Jordan Paust is giving the Richard B. Lillich Lecture at Florida State University March 17th on “Self-Defense Targetings of Non-State Actors and Permissibility of U.S. Use of Drones in Pakistan,” a draft of which is online at http://ssrn.com/abstract=1520717, and it will be printed soon in FSU’s Journal of Transnational Law & Policy. On March 19th, he will also be a panel member during a conference at Tulane University School of Law and address “Ending the U.S. Program of Torture and Impunity: President Obama’s First Steps and the Path Forward,” which will become a paper published later in the Tulane Journal of International and Comparative Law. He will also participate on a panel on Remembering Tom Franck at the annual meeting of the American Society of International Law in Washington, D.C. March 26th, and will be on a panel on private actors in the international legal process at the International Law Student Association conference in Washington, D.C. on March 25th. Also, Prof. Paust’s latest op-ed, “Court-martial: A Third Option for Trying Al Qaeda and Taliban Detainees,” appeared on the JURIST Forum on March 12th: http://jurist.law.pitt.edu/forumy/2010/03/court-martial-third-option-for-trying.php.
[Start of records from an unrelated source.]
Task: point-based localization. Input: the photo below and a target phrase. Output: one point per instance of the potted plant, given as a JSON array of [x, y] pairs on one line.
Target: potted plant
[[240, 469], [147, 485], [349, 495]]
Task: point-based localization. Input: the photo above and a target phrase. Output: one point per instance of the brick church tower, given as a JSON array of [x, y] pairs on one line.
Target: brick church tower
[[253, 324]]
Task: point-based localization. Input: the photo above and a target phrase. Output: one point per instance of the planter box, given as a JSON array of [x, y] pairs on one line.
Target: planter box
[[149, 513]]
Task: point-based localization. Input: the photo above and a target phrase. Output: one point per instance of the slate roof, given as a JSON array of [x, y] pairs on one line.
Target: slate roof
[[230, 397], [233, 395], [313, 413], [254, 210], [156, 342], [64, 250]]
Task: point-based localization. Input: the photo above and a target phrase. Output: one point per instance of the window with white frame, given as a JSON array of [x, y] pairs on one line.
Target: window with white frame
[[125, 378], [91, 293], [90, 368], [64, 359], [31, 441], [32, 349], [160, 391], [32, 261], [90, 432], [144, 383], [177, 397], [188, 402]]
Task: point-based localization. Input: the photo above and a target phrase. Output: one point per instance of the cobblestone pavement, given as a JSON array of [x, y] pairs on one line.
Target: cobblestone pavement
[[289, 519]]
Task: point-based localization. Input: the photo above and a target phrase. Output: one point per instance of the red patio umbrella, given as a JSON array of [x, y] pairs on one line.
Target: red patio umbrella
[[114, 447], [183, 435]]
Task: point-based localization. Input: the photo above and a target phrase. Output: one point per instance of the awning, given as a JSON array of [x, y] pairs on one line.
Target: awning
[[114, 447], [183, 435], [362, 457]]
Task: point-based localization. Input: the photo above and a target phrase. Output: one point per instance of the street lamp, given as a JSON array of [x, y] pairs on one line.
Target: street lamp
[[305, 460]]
Diana Velardo presented at a CLE Training for Pro Bono Attorneys on “U Visas and Issues relating to Immigration relief for Crime Victims”. The Pro-Bono Training was organized by Boat People SOS and YMCA and it was attended by over 70 attorneys interested in aiding victims of crimes on a pro bono basis. Diana also hosted the US State Department Delegation on Human Trafficking from the Republic of Kosovo, a program that brings together scholars from different countries to discuss effective solutions in the eradication of global human slavery. The delegates who chose to visit the UH Immigration Clinical Program were members of Parliament, Chiefs of Police and Professors.